Spark-executor
@(spark)[executor]
ExecutorExitCode
/**
* These are exit codes that executors should use to provide the master with information about
* executor failures assuming that cluster management framework can capture the exit codes (but
* perhaps not log files). The exit code constants here are chosen to be unlikely to conflict
* with "natural" exit statuses that may be caused by the JVM or user code.
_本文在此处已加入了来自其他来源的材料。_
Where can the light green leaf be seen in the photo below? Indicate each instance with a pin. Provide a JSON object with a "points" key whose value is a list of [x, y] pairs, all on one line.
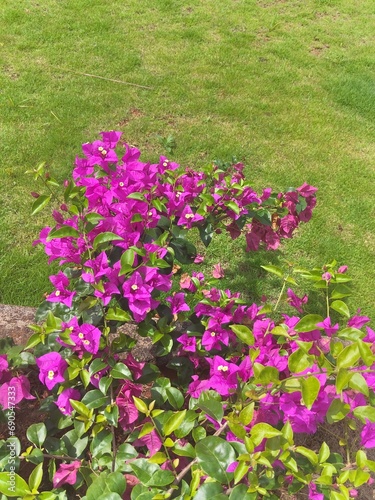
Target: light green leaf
{"points": [[358, 383], [340, 307], [348, 356], [104, 238], [214, 457], [298, 361], [40, 203], [365, 412], [337, 411], [309, 454], [173, 422], [36, 477], [21, 489], [261, 431], [310, 388], [308, 323], [63, 232], [37, 434], [243, 333]]}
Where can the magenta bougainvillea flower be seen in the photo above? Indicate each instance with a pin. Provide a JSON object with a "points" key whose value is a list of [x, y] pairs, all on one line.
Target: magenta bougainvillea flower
{"points": [[14, 391], [368, 435], [86, 337], [61, 294], [51, 369], [296, 301], [63, 402], [189, 343], [178, 303], [66, 473], [218, 271], [128, 412]]}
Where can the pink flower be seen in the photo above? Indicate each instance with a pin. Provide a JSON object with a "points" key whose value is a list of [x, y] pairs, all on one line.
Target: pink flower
{"points": [[295, 301], [14, 391], [198, 259], [63, 401], [188, 343], [368, 435], [66, 474], [218, 271], [342, 269], [178, 303], [51, 369]]}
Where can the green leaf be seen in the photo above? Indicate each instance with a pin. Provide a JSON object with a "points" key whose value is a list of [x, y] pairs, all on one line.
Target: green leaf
{"points": [[298, 361], [243, 333], [37, 434], [365, 413], [101, 444], [234, 207], [81, 408], [36, 477], [214, 456], [175, 397], [324, 453], [95, 399], [337, 411], [366, 353], [261, 431], [358, 383], [161, 478], [106, 484], [267, 375], [136, 196], [274, 270], [212, 491], [348, 356], [246, 414], [309, 454], [340, 307], [143, 469], [308, 323], [21, 488], [212, 407], [104, 238], [40, 203], [117, 314], [310, 388], [63, 232], [206, 233], [173, 422], [140, 405], [121, 371], [239, 492]]}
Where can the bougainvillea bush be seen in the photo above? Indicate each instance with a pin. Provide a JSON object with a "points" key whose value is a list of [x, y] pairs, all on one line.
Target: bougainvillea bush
{"points": [[218, 411]]}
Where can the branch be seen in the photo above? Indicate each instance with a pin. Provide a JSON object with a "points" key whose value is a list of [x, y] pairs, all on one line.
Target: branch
{"points": [[185, 470]]}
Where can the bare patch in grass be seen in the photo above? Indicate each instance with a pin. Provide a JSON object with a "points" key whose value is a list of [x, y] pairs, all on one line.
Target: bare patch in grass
{"points": [[10, 72], [133, 114]]}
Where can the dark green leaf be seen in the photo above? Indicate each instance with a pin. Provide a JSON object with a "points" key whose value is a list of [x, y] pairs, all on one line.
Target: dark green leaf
{"points": [[104, 238], [40, 203], [214, 457], [63, 232], [308, 323], [243, 333], [36, 434], [340, 307]]}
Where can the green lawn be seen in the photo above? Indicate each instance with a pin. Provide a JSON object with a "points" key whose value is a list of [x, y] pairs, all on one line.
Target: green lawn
{"points": [[287, 86]]}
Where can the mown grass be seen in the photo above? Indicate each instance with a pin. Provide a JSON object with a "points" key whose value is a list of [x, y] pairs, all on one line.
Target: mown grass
{"points": [[286, 86]]}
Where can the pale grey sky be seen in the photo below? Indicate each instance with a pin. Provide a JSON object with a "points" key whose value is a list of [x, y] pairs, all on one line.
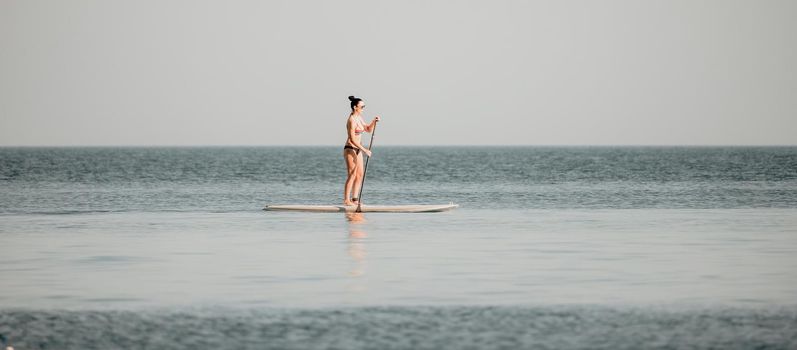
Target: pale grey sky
{"points": [[141, 72]]}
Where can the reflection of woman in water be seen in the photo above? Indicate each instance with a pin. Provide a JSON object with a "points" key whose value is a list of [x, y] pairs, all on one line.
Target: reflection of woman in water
{"points": [[352, 151], [356, 247]]}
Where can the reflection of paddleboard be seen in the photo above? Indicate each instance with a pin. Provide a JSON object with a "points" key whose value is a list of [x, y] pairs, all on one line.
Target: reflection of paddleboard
{"points": [[423, 208]]}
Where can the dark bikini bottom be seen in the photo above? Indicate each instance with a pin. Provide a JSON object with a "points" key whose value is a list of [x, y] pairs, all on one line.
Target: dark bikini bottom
{"points": [[356, 150]]}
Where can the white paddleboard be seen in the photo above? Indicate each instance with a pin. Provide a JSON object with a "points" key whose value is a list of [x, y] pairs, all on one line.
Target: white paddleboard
{"points": [[366, 208]]}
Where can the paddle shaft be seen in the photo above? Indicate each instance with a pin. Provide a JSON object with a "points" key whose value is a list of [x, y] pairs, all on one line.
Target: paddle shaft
{"points": [[365, 171]]}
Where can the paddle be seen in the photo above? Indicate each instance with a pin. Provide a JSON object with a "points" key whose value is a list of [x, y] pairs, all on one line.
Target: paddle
{"points": [[365, 171]]}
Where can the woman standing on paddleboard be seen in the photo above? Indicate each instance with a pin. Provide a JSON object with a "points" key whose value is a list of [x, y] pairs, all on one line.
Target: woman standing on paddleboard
{"points": [[353, 150]]}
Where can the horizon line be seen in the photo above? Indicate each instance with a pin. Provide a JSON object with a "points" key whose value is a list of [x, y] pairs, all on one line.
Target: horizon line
{"points": [[390, 145]]}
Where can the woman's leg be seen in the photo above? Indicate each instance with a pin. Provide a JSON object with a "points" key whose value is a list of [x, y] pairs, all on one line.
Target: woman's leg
{"points": [[351, 166], [359, 173]]}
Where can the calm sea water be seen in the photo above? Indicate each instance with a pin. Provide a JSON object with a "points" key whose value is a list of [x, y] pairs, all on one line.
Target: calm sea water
{"points": [[552, 247]]}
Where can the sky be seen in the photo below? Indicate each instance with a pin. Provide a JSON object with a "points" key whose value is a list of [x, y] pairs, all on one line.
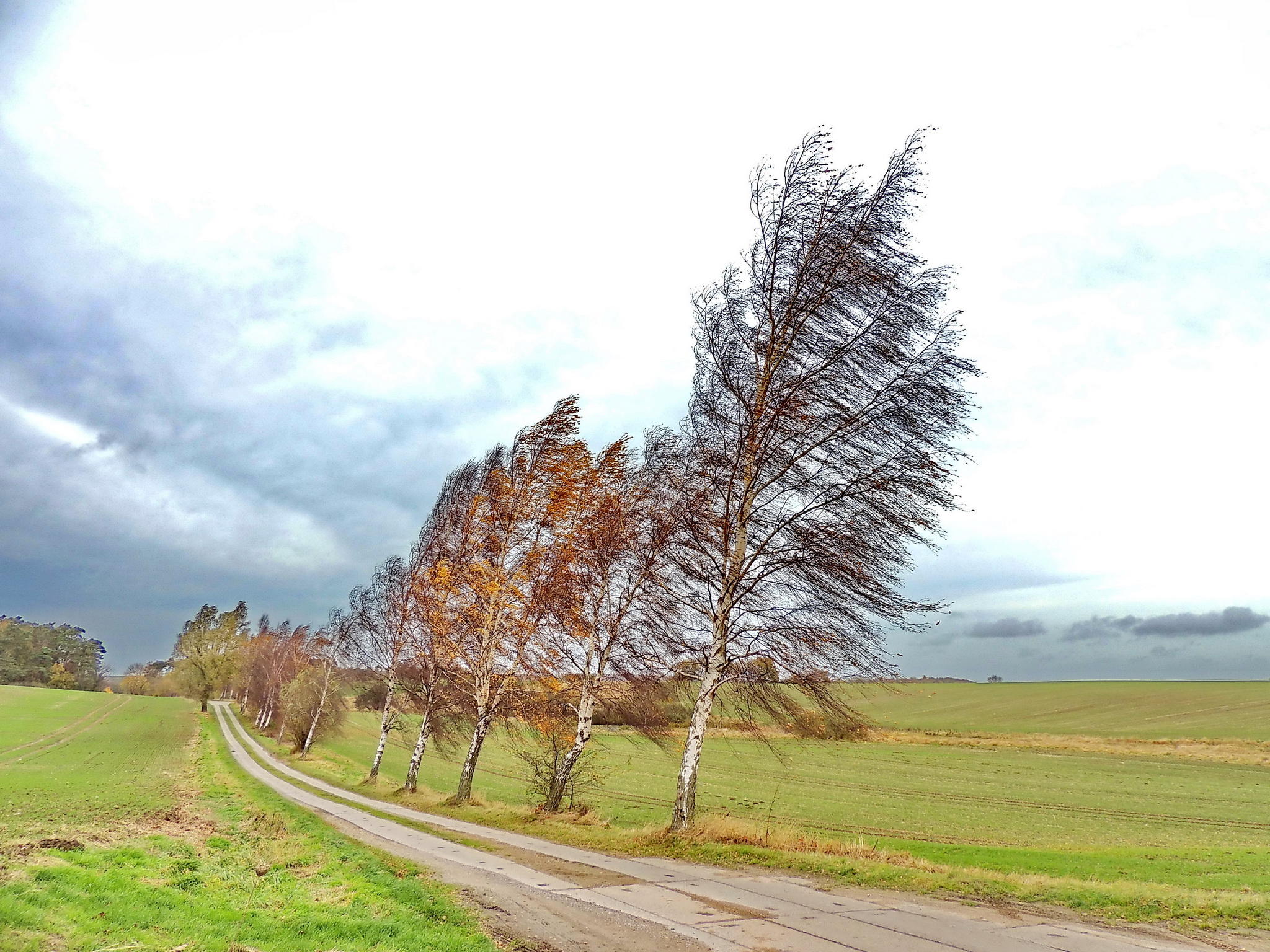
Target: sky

In particular,
* exit codes 128+ arise on some Unix-likes as a result of signals, and it appears that the
* OpenJDK JVM may use exit code 1 in some of its own "last chance" code.
*/
private[spark]
object ExecutorExitCode {
ExecutorSource
主要就是一些metric
CoarseGrainedExecutorBackend
class CoarseGrainedExecutorBackend其实是个Actor,它是有main函数的:
1. 启动一个叫做fetcher的actorSystem,从driver处获取sparkConf
2. 关闭fetcher
3. createExecutorEnv即SparkEnv
4. 启动CoarseGrainedExecutorBackend这个Actor
- 向driver注册自己
- 等待收消息
override def receiveWithLogging = {
case RegisteredExecutor =>
logInfo("Successfully registered with driver")
val (hostname, _) = Utils.parseHostPort(hostPort)
executor = new Executor(executorId, hostname, env, userClassPath, isLocal = false)
case RegisterExecutorFailed(message) =>
logError("Slave registration failed: " + message)
System.exit(1)
case LaunchTask(data) =>
if (executor == null) {
logError("Received LaunchTask command but executor was null")
System.exit(1)
} else {
val ser = env.closureSerializer.newInstance()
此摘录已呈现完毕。